The children's (self-identified) primary caregivers were asked to respond to surveys about themselves and the children. In total, 193 institutional caregivers, ranging from 16 institutional caregivers in Nagaland to 52 in Cambodia, and 1,480 community-based caregivers participated in the assessments.
Data collection protocol
Baseline data collection was conducted between May 2006 and February 2008 among community-based and institution-based OAC and their caregivers. Four main baseline instruments collected information from: 1) children residing in communities who had a parent who had died or was missing; 2) children residing in institutions; 3) the children's primary caregivers; and 4) a person who could respond to administrative questions about the institution. Age inclusion criteria were based on survey instrument validity and pilot testing. Informed consent was obtained from each participating caregiver and from the heads of participating institutions. Assent was given by all participating children. Interviews were conducted with children and caregivers using their native language in the child's residence and children were interviewed. Ethical approval was provided by the Duke University Institutional Review Board (IRB) and by local and national IRBs in all participating countries.

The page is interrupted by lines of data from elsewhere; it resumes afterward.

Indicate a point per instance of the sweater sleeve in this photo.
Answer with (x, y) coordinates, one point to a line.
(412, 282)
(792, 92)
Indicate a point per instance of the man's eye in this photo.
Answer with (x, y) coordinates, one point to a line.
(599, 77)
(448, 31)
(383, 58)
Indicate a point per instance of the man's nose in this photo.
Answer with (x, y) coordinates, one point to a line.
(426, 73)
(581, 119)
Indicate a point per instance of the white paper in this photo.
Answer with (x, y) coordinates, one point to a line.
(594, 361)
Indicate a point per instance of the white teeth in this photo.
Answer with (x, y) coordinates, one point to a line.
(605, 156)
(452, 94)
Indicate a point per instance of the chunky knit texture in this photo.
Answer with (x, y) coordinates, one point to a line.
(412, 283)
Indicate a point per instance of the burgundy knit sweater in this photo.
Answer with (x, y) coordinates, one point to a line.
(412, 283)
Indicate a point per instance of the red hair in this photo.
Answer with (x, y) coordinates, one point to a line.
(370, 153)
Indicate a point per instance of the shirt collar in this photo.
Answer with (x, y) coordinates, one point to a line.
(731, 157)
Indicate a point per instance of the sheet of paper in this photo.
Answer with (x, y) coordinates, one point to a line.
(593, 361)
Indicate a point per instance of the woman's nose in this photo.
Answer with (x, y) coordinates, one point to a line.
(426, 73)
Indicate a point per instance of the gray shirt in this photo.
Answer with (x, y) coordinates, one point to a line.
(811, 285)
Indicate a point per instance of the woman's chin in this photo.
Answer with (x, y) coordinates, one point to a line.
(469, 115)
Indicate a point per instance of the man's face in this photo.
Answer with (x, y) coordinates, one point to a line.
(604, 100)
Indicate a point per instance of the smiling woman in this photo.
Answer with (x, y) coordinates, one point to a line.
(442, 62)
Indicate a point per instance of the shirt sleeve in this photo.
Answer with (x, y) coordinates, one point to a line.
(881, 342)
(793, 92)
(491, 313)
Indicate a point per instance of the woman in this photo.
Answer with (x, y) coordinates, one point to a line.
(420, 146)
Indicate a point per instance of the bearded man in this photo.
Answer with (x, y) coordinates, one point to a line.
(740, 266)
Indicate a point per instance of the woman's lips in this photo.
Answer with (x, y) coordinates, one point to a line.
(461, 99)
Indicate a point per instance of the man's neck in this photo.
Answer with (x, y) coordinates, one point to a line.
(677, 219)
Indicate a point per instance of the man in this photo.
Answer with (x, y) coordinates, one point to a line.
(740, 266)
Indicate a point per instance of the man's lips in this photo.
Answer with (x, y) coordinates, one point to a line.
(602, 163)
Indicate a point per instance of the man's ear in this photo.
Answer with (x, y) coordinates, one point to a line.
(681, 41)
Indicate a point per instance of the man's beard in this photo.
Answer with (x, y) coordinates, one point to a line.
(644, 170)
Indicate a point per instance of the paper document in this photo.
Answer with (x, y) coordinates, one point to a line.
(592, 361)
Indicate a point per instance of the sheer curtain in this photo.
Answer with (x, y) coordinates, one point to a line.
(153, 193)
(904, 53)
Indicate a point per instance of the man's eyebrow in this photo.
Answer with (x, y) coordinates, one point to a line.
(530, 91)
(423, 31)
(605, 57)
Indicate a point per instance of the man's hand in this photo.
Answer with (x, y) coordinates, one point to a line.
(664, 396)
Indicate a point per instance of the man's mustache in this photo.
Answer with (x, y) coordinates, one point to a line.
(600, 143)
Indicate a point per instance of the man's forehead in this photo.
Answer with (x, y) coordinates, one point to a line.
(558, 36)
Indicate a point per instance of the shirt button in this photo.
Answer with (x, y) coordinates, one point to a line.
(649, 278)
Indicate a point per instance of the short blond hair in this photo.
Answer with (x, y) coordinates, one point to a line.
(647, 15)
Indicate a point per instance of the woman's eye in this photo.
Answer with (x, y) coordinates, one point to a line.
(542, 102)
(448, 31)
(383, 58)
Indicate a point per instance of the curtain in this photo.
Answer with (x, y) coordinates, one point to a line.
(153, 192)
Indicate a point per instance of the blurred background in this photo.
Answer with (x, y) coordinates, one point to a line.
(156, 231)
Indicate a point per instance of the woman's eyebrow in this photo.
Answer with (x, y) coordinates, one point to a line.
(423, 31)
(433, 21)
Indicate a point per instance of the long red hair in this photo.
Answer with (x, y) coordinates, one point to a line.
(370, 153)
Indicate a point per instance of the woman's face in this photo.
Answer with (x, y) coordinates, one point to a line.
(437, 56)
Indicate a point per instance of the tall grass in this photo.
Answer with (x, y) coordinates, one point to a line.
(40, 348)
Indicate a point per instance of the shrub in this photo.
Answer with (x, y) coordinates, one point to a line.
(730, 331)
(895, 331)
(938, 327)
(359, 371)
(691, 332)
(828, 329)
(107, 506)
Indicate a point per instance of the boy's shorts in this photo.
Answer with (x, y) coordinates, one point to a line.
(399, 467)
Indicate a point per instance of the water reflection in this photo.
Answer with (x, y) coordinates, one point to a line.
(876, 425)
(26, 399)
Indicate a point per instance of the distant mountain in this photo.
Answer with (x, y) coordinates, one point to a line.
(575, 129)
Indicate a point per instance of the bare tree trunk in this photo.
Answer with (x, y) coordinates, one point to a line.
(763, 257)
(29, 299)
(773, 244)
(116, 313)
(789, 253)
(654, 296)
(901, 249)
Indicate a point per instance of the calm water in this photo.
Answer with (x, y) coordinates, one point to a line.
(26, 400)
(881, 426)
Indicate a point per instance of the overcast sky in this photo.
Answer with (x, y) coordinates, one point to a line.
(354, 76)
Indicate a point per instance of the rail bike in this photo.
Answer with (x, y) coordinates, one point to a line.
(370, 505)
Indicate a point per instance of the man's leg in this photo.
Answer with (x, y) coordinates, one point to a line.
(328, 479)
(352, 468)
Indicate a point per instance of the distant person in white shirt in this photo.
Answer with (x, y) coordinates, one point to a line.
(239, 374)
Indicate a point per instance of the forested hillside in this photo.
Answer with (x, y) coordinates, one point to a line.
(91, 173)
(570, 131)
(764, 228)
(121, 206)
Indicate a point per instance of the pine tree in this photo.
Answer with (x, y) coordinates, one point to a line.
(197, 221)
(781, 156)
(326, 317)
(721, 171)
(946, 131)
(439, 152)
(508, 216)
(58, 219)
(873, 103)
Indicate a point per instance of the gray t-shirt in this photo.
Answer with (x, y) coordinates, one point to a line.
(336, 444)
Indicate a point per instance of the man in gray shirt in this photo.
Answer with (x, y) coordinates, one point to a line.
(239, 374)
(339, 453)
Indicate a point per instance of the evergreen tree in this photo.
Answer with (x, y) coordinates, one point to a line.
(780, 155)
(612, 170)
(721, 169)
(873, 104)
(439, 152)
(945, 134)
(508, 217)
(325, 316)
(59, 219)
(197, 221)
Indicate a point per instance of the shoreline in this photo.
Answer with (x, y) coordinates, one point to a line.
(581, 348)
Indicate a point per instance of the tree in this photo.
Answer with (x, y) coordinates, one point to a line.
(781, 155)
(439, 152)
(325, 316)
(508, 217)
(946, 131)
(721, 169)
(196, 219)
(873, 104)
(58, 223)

HIV-related stigma and acceptance
Caregivers were asked two questions: "If a relative of yours were sick with HIV, would you be willing to care for him or her"; and "Would you allow your child to play with an HIV-infected child". Caregivers could respond "yes," "no,", or "I don't know."
Caregivers reported age, gender, marital status, and educational attainment, whether they earned any income (for institution-based caregivers: whether they earned any income outside the institution), and, for institution-based caregivers, the number of years they had been a caregiver. Caregivers also rated their own health on a five-point scale (very good, good, fair, poor, or very poor).
Characteristics of the community-based and institution-based caregivers were described using means and standard deviations for continuous variables or counts and percentages for categorical variables. We fit logistic regression models, both for the full sample and separately for community-based and institution-based caregivers, to explore predictors of acceptance of HIV. The two stigma/acceptance variables were each coded so that the index category (coded as "1") corresponded to a response of "yes" (greater acceptance) while the reference category (coded as "0") corresponded to a response of either "no" or "I don't know." Thus an odds ratio greater than 1 in these models indicates a variable associated with greater acceptance. Logistic models included site fixed effects to account for the six recruitment sites. Analyses were conducted using Stata v.10.1.